Curator:
James Voorhies (lives and works in U.S.)
Description:
Modern architecture had high aspirations—no less than a radical change in the structure of society, or so was the hope of modernist architects. Figures such as Mies van der Rohe, Le Corbusier, and Adolf Loos pursued ideals of progress, rationality, and purity in their architecture, design, and urban planning. They experimented with technological advancements in glass, concrete, and steel in the domestic spaces they created. Modernist dwellings thus became catalysts for visionary ideas that eventually filtered into the public space, infusing large-scale architectural commissions. The dominating role of men in these fields, combined with the social and cultural conditions of the early twentieth century, precipitated a domestic design that was gendered masculine—and heterosexual. The effeminate, highly ornamental interiors of the belle époque, which had come to symbolize decadent and degenerate lifestyles, gave way to the purist, austere aesthetic of the modernist, single-family dwelling.

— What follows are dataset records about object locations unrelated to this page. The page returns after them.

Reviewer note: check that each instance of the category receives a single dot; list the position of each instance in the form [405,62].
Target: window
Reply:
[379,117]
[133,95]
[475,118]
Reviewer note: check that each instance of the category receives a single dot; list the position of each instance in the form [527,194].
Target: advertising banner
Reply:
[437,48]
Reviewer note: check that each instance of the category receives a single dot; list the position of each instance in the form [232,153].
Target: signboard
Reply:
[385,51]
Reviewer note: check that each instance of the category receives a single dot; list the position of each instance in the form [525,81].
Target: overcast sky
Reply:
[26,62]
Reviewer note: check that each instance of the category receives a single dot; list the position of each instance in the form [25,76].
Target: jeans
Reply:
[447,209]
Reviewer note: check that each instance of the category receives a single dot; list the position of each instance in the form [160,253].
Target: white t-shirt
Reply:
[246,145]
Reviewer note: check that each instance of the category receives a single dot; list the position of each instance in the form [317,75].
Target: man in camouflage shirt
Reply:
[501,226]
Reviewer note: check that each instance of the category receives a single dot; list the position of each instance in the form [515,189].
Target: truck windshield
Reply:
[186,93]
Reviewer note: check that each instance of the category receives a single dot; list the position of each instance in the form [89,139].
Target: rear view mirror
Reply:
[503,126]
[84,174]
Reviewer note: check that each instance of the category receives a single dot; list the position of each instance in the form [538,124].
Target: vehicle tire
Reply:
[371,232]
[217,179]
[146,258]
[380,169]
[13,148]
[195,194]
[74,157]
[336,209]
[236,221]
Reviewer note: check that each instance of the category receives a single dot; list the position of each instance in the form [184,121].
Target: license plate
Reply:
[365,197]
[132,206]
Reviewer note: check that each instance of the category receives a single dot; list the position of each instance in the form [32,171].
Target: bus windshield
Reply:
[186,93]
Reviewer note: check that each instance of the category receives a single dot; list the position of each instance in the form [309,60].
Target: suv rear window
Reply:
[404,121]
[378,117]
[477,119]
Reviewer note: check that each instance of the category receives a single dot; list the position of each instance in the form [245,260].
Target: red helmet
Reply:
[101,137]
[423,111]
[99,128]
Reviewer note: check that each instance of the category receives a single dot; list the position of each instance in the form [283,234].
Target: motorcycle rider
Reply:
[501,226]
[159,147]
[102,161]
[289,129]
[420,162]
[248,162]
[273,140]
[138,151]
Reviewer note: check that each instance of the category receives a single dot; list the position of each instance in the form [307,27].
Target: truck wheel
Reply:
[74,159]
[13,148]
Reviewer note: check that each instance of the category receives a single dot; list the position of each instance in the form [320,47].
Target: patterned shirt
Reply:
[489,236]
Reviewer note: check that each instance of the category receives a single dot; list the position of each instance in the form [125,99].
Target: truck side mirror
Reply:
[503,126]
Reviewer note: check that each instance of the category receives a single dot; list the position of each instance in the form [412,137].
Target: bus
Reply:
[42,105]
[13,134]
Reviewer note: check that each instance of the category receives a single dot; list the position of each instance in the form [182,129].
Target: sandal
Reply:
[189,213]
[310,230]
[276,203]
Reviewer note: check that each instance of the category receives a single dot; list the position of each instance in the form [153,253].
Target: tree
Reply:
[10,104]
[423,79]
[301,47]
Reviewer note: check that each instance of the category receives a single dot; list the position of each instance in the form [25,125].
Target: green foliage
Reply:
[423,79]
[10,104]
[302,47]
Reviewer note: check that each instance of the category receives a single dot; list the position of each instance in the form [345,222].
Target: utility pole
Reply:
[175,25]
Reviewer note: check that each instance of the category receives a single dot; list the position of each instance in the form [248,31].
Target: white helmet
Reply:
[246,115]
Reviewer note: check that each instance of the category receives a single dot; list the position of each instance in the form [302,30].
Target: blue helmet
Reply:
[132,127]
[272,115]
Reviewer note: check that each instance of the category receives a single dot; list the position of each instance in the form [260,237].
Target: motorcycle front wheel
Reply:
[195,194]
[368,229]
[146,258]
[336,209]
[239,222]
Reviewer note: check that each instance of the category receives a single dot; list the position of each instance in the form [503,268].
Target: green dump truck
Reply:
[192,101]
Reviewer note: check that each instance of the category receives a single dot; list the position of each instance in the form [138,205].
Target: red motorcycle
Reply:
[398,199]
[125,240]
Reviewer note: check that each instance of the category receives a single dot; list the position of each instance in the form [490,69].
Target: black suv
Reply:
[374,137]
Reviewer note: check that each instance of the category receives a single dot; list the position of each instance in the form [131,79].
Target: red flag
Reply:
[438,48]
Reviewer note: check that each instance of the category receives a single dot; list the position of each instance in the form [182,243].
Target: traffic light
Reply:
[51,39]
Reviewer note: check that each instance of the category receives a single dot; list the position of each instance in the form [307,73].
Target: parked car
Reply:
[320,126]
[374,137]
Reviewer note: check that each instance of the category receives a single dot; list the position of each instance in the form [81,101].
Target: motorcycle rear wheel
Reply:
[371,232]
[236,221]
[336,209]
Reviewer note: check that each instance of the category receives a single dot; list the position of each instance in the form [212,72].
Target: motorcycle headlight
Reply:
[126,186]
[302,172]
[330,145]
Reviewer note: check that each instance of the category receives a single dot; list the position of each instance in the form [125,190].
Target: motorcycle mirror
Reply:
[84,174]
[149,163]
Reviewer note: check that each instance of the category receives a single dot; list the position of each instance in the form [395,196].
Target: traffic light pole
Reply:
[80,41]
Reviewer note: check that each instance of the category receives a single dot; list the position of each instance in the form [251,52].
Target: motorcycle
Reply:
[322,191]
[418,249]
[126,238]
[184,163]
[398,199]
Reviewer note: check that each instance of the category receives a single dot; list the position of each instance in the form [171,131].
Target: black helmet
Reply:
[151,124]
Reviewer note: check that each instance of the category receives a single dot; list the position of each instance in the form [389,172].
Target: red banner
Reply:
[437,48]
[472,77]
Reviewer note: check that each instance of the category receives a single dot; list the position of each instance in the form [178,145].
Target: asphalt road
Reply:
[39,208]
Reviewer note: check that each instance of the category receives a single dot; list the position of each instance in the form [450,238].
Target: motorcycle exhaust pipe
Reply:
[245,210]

The Way We Live Now presents the work of 13 artists examining the interplay between modernist architecture and contemporary art through site-specific installations and existing works. These interfere with or rub against the site of exhibition, Le Corbusier’s majestic 1963 Carpenter Center building, and in some cases stand in direct dialogue with the legacy of high modernists Mies van der Rohe, Le Corbusier, Eileen Gray, Bruno Taut, Anne Tyng, Adolf Loos, and Lilly Reich. Works in the exhibition look at the aspirations of such figures and the modernist ethos in general, alongside the challenging visions and experimentations in architecture, art, and design that radically transformed the way we experience the built environment. The exhibition directs our attention to these modernists while critically engaging with the perceptual, social, and political implications of their ideologies on the future—in fact, on us—and the way we live now.